Parce que je ne peux pas faire autrement. C’est une véritable Addiction.

Ensuite, si seulement j’avais trouvé dans les mots des autres un écho à mes tourments, cela m’aurait peut-être apaisée. Mais les mots des autres le plus souvent me déçoivent ou me semblent étrangers.
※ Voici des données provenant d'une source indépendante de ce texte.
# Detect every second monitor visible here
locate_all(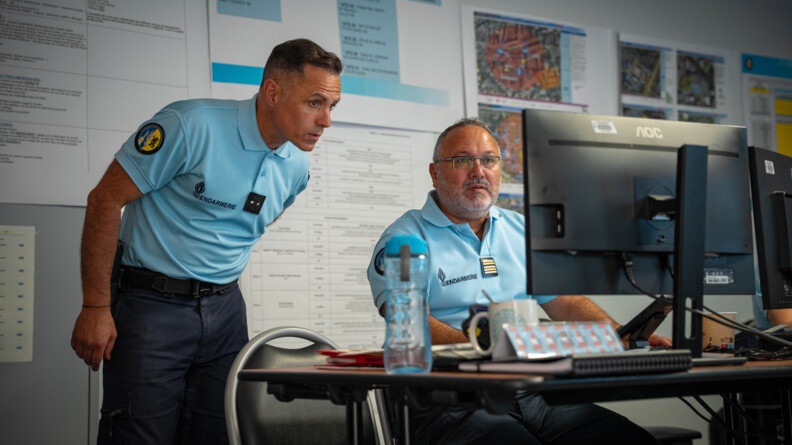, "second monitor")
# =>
[523,110,754,295]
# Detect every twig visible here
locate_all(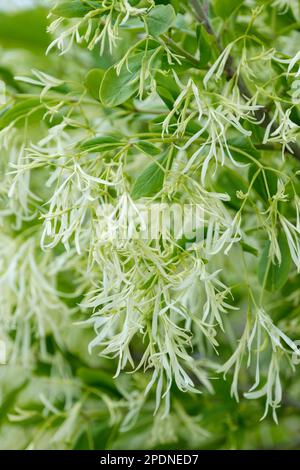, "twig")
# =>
[190,0,300,161]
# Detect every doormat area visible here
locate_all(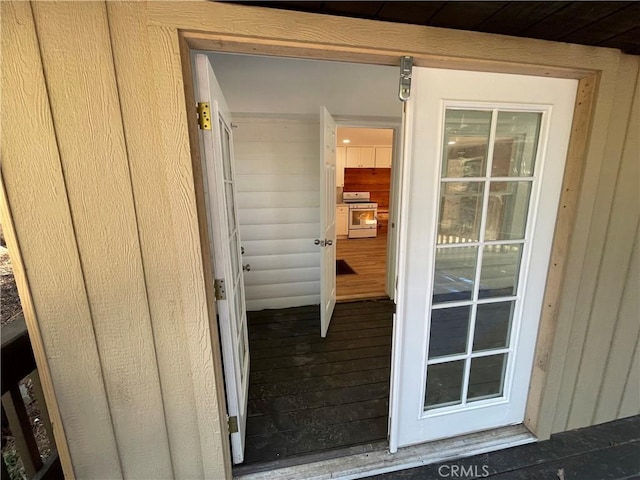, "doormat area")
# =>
[336,260,356,275]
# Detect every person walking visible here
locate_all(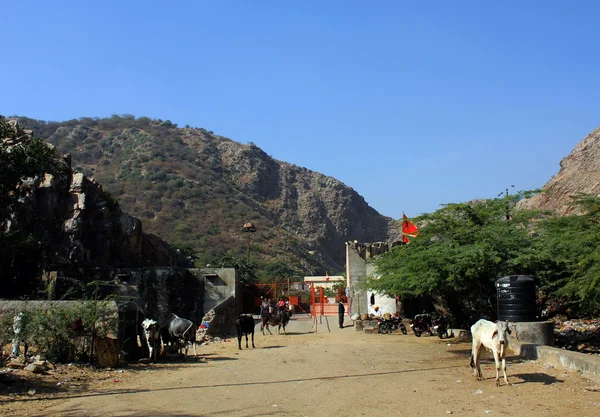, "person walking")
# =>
[338,299,346,329]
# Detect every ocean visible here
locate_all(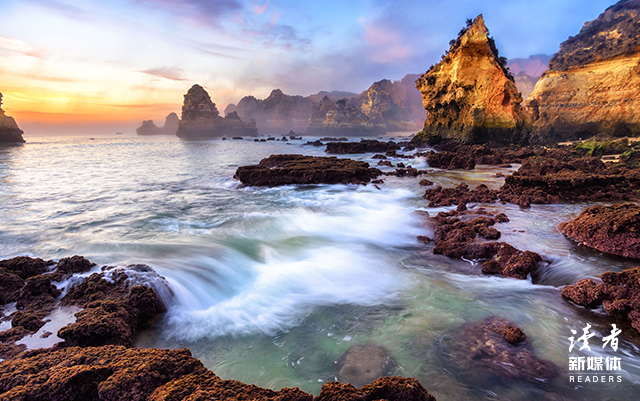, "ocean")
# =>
[0,135,640,401]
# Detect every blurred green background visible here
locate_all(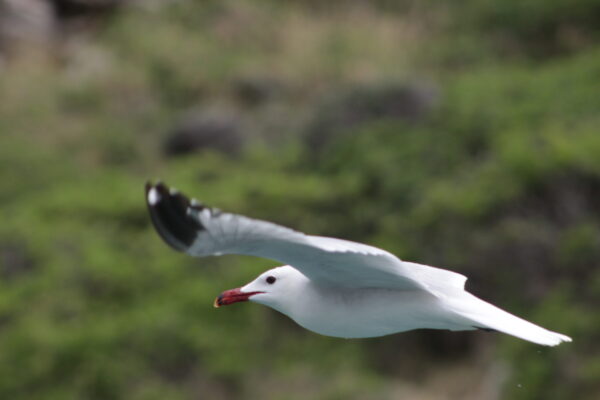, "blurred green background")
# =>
[0,0,600,400]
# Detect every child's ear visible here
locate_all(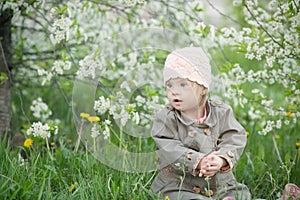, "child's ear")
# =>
[201,88,208,96]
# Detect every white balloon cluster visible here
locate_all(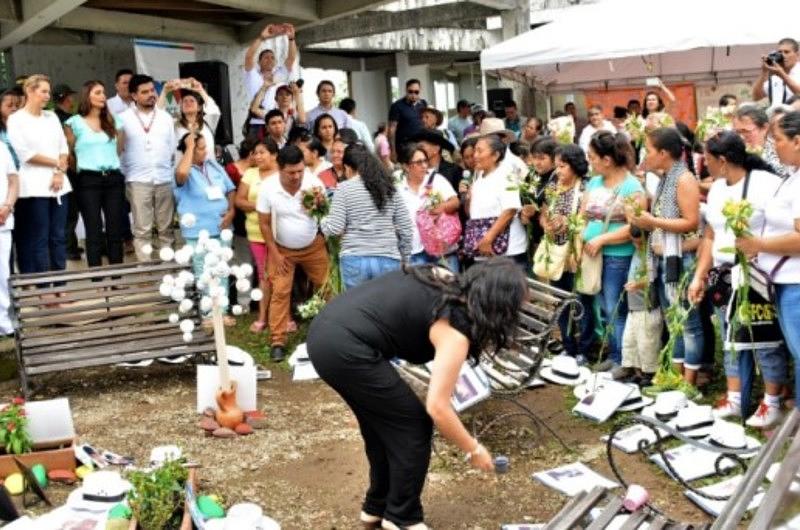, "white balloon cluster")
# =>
[155,219,264,343]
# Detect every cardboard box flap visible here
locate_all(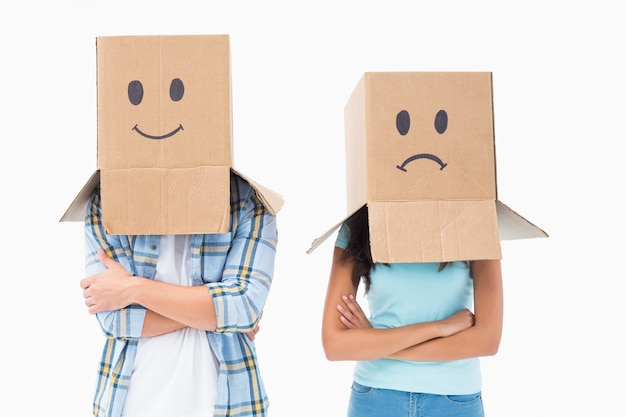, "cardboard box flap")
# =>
[496,200,548,240]
[306,200,548,258]
[59,169,284,226]
[306,211,360,254]
[232,169,284,215]
[59,170,100,222]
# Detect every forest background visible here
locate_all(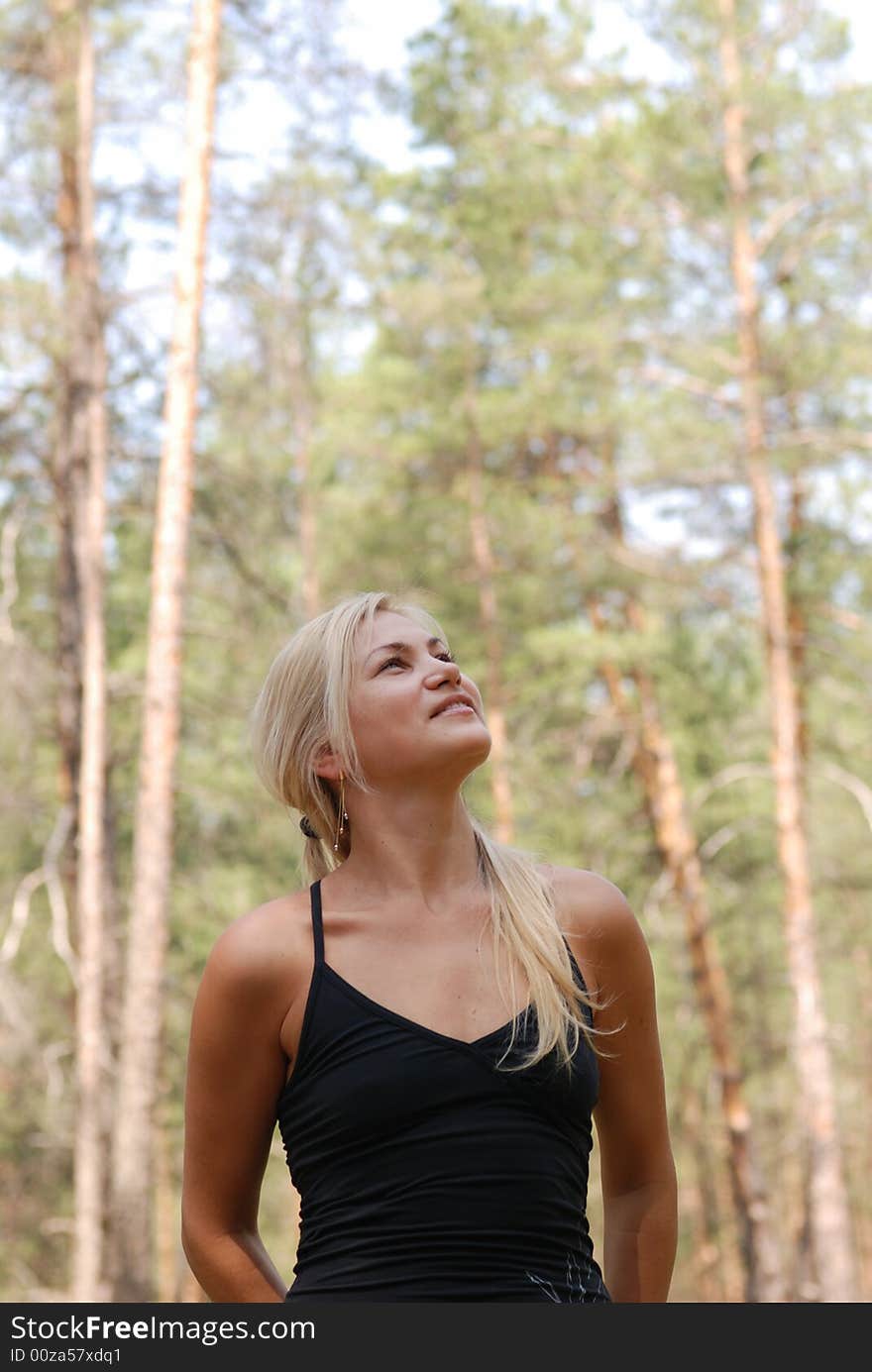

Écouter les autres parler et avoir l’impression qu’ils sont à des millénaires de ce que vous ressentez...Voilà aussi ce qui me pousse à écrire.

 

Addiction

Mon Père, pardonnez-moi,
Je suis une pauvre toxico,
En manque quand mes doigts
Sont vides de mots.

Je m’injecte des rêves dans la tête
Et ils débordent sur le papier.
Les overdoses d’encre se répètent,
Je ne peux pas m’en empêcher.

Mon Père, pardonnez-moi,
J’écris la vie que je n’ai pas,
Trop faible pour rentrer dans la réalité
De l’amour qui blesse et fait saigner.

Mon Père, pardonnez-moi,
J’écris pour celui que j’ai croisé
Il y a maintenant plusieurs années,
Il n’a cessé de me hanter.
Je plonge mon cœur dans l’encrier
Et ma plume pleure de l’aimer.


Mon Père, pas de paradis pour moi,
Juste une table suffira.
Je préfère la chaleur des lettres
A l’envoûtement d’un tête-à-tête.

Mon Père, je le confesse,
Les mots sont ma faiblesse,
Tantôt ils me soignent,
Tantôt ils me blessent,
Déterrant ce qui me fait mal
Ou me donnant l'ivresse.

Mon Père, je le confesse,
Aux mots je suis accro,
Telle est ma qualité
Ou tel est mon défaut.

 

 

 

Les mots des autres

 

Les mots des autres

Sont comme des maisons vides,

Personne n’y habite,

Ils sont insipides.

 

Et pourtant les autres les utilisent,

Me forçant à visiter leurs palais arides,

Pendant qu’ils me parlent,

Je me sens seule et mal,

Mes mots ne sont pas les leurs,

Des larmes coulent sur mon cœur,

Pendant qu’ils m’assaillent

De paroles sans âmes,

Mes mots se sentent seuls.

 

Les mots des autres n’aiment pas le silence,

Sans cesse ils l’offensent.

Les miens apprécient sa compagnie,

Ils n’ont pas besoin de faire du bruit.

 

Pendant qu’ils me parlent,

Je me sens seule et mal,

Je ne trouve pas d’écho

A mes maux dans leurs mots.

 

Les mots des autres ne m’aiment pas,

En moi, ils sonnent toujours faux,

Je ne veux pas parler comme eux,

Les mots des autres sonnent creux.

 

Qu’ils parlent ainsi s’ils le veulent,

Qu’ils partagent leurs maisons vides,

Mais que personne ne m’oblige

A m’envelopper dans leurs linceuls.

 

Leurs discours m’assomment,

Je n’en peux plus de leurs paroles,

Les mots des autres sont impolis,

Ils dérangent  ma poésie.

 

Les mots des autres me font peur,

Ils ne disent rien de ma douleur,

Les miens, peut-être, sont trop acides

Mais, au moins, ils combattent le vide.

 

Mes mots sont comme des phares en pleine mer,

J’en suis l’unique gardienne éphémère

Mais, au fond de moi, j’ose espérer

Qu’ils guident d’autres âmes égarées.